Ésas fueron sus primeras palabras del día, dirigidas al hermano Casajoana cuando coincidieron a la hora del desayuno.

—Buenos días, profesor. ¿Nada que contarme?

Tras unos segundos en que mantuvo las manos asidas a la taza de café con leche, cercana a su rostro para aspirar sus estimulantes efluvios, se decidió:

—En resumen, querido hermano, le diría que he dado cobijo a los dos presuntos asesinos del mosén de Boí. Supongo que se habrá enterado. Lo relacionan con una nueva facción de la Inquisición, por el modo en que murió.

El hermano lo miró estupefacto.

—Pero ¿cómo pudo? Una verdadera locura…

El profesor le interrumpió:

—No, hermano. No han hecho nada. Ella es la mejor alumna que ha pasado por mis aulas. A él no lo conocí hasta ayer, pero no dudo en absoluto de su inocencia.
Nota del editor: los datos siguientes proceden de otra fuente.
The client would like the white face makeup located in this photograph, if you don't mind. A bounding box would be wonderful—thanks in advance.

El caso es que acabaron detenidos en mi casa mientras yo me hallaba fuera. Supongo que a los ojos de la justicia, ahora soy un encubridor, un cómplice o algo así: he ayudado a dos prófugos.

—Justicia, ríete conmigo de la justicia —pronunció el religioso mientras se alisaba el cabello—. Es un valor terreno, no divino; necesario sólo cuando fracasa el amor. Pero profesor, ¿por qué no acudir a la policía y contárselo?

—Sí, eso quizá sería lo más fácil, pero ¿y si fueran culpables? ¿O si tuvieran al final algo que ver con los verdaderos autores del crimen? ¿Qué pasaría entonces conmigo? Además, tampoco en la policía es oro todo lo que reluce. He visto algo en uno de ellos que no me ha gustado nada, me ha hecho desconfiar…

—¿De qué se trata?

—He visto tatuada en el cuello de un policía una extraña cruz con un lema en la base:
Maiestas lo Vult
.

—¿Y qué? Antes de ser policía, a lo mejor fue religioso de otra «marca».

—No es ninguna broma, hermano. Un buen amigo se halla con identidad falsa y bajo protección policial desde hace décadas, perseguido por integristas de todo tipo, aunque de otras religiones.